I get off the bus two stops early to pick up Simon at daycare and we walk back, which is no mean feat for a little guy whose legs are still measured in centimetres. Unfortunately, he hates the stroller as much as naps. So we go through the back lanes to make the trip more fun.
We always see cats—some wild, some beat up, some affectionate, etc.—, a mural with skulls painted on the door of a huge garage (Simon loves getting scared), kids playing, some boys buried in the frame of a car, their butts half exposed to the elements, a telephone pole sagging against the roof of a shed, but especially—especially—Mme Nardella’s yard, covered with artificial grass and overflowing with a village of garden gnomes that would turn Papa Smurf green with envy. It’s a wonderfully tacky thing that we could look at for hours. We point to our favourite objects, slipping our hands between the fence posts: the mushroom house, the wheelbarrow full of miniature vegetables, the mini skunk, a partridge in a pear tree. Sometimes when she’s outside, Mme Nardella lets us come in to see the yard from up close. But no touching! That’s what happens when you spend a lifetime without children. The poor woman did what she could to build herself a little nest. Simon always stares at her, his thumb shoved all the way into his mouth; between her enormous breasts and her Italian accent, I don’t know what intrigues him more. And Mme Nardella always smells like tomatoes. She must make an excellent spaghetti sauce with meatballs.

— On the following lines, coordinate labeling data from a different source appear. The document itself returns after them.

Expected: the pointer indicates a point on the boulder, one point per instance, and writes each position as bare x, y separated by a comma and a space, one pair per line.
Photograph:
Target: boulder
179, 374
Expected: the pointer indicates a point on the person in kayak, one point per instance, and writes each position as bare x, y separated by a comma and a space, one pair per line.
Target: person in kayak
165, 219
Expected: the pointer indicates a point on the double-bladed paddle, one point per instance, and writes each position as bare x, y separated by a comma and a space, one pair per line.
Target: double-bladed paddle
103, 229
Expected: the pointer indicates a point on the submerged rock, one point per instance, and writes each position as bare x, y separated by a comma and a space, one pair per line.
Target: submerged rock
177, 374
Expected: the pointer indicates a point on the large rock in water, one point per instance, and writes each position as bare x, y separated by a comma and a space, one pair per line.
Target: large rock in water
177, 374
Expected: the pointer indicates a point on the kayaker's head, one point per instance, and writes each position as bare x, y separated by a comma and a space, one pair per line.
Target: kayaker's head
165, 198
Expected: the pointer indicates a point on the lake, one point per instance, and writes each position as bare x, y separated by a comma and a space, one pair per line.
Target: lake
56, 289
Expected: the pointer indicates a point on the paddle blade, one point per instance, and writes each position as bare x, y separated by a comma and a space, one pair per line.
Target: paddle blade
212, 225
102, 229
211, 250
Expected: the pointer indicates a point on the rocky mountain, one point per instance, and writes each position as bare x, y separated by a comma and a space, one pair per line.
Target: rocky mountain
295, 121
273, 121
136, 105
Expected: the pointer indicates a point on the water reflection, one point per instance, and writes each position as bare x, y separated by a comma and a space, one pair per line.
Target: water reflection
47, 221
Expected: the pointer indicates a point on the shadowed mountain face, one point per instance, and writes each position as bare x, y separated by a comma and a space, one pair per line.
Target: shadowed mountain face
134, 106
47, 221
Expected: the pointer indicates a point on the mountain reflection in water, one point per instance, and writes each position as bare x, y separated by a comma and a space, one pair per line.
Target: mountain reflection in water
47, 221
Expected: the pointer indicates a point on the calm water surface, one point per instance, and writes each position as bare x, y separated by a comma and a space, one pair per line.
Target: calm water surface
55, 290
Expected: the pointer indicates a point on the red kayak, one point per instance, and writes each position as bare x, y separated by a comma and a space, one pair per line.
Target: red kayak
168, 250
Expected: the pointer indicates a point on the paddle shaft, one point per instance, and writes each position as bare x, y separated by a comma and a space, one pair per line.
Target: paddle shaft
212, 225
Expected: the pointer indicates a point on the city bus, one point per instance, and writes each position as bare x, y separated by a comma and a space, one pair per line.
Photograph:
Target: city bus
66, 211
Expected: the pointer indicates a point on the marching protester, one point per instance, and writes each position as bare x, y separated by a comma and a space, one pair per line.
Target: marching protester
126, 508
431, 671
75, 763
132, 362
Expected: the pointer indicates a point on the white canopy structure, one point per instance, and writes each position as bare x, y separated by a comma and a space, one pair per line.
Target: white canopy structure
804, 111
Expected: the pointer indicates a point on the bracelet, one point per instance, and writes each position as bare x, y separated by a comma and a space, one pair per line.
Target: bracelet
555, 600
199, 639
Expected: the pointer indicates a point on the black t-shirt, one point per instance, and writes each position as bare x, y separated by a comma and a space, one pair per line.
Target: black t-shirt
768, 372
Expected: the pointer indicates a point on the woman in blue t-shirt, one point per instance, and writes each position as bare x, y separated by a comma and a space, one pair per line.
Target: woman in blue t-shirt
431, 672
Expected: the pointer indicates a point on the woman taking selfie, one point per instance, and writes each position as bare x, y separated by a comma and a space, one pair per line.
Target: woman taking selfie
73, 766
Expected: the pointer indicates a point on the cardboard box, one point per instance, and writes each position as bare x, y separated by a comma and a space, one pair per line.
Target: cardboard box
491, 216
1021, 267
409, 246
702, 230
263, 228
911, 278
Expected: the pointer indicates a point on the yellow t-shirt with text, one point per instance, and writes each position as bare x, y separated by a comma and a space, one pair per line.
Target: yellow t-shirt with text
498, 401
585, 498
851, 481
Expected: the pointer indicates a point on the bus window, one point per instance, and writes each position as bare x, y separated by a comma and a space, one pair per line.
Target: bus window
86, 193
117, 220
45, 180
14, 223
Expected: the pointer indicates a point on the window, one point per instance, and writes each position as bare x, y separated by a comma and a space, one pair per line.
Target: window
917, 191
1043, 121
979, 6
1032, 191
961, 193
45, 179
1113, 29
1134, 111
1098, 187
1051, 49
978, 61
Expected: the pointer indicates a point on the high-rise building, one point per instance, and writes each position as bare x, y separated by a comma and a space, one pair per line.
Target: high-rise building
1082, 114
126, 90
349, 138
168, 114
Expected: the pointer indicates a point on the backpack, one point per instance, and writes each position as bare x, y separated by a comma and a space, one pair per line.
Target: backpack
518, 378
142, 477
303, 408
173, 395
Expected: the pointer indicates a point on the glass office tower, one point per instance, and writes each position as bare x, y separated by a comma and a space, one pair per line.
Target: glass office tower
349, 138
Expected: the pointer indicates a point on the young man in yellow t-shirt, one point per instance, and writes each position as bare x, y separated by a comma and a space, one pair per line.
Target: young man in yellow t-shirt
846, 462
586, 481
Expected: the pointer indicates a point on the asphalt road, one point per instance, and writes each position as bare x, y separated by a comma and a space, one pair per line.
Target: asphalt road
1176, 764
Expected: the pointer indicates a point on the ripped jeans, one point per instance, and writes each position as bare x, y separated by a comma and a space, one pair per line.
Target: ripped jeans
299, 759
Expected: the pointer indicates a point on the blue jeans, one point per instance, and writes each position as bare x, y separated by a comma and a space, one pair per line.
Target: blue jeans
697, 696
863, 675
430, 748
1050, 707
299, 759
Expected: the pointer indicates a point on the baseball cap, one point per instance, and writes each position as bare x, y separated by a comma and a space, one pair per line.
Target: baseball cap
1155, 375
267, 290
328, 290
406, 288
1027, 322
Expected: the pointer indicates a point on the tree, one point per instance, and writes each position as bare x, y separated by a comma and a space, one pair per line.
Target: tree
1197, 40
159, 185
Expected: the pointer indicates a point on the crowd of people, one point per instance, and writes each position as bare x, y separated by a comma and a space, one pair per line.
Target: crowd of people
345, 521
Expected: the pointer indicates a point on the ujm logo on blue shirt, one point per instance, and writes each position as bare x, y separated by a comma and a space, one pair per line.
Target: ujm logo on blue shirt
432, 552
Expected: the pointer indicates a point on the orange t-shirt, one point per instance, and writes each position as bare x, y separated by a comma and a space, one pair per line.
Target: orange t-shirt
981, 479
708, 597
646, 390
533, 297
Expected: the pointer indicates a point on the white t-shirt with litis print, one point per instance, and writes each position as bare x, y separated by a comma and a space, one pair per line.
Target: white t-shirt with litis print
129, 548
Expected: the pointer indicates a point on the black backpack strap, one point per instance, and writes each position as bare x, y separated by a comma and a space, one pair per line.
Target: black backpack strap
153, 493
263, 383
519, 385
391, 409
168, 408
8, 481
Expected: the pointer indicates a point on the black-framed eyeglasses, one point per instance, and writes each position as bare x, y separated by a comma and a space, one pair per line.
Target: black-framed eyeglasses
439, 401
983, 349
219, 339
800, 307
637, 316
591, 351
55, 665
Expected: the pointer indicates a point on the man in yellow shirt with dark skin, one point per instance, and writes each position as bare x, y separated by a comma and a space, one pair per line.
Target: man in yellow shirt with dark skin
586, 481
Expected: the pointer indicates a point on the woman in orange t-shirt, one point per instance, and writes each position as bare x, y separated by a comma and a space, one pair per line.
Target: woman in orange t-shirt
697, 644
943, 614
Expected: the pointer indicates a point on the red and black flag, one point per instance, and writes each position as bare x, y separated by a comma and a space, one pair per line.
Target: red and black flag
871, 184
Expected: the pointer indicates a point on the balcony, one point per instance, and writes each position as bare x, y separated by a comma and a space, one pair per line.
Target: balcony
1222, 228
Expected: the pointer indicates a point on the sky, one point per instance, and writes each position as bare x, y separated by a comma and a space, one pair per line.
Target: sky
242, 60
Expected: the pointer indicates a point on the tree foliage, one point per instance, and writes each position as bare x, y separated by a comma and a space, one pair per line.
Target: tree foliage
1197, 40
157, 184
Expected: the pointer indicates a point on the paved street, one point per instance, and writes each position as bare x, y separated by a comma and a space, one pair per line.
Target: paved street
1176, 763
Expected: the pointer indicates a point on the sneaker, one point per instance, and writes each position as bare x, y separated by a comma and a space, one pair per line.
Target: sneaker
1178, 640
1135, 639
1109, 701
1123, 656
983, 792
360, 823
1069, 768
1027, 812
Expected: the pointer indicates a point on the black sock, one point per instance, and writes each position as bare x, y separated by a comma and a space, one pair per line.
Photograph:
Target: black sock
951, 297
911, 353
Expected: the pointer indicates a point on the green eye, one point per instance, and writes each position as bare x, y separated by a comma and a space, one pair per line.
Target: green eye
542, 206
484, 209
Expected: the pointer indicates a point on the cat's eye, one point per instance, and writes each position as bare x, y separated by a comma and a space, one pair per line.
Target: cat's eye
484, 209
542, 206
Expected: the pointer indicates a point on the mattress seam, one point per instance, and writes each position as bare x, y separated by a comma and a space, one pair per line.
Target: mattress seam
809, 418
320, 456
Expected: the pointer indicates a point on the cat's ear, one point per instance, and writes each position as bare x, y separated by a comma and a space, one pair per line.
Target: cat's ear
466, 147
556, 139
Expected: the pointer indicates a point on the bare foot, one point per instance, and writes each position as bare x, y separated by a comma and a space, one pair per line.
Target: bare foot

One fine Monday evening, as we were walking home like usual through the lane, I let Simon walk up to the fence to look at the gnomes while I fished around for a pack of gum I knew was at the bottom of my bag. Finding anything in my bag is a risky venture, so I was very busy when Simon slipped his head between two posts as he tried to grab the frog at the foot of the fisherman gnome. It was new that year, the fisherman gnome, the pond, the little frog, and the water lily. Simon wanted that frog; such is life.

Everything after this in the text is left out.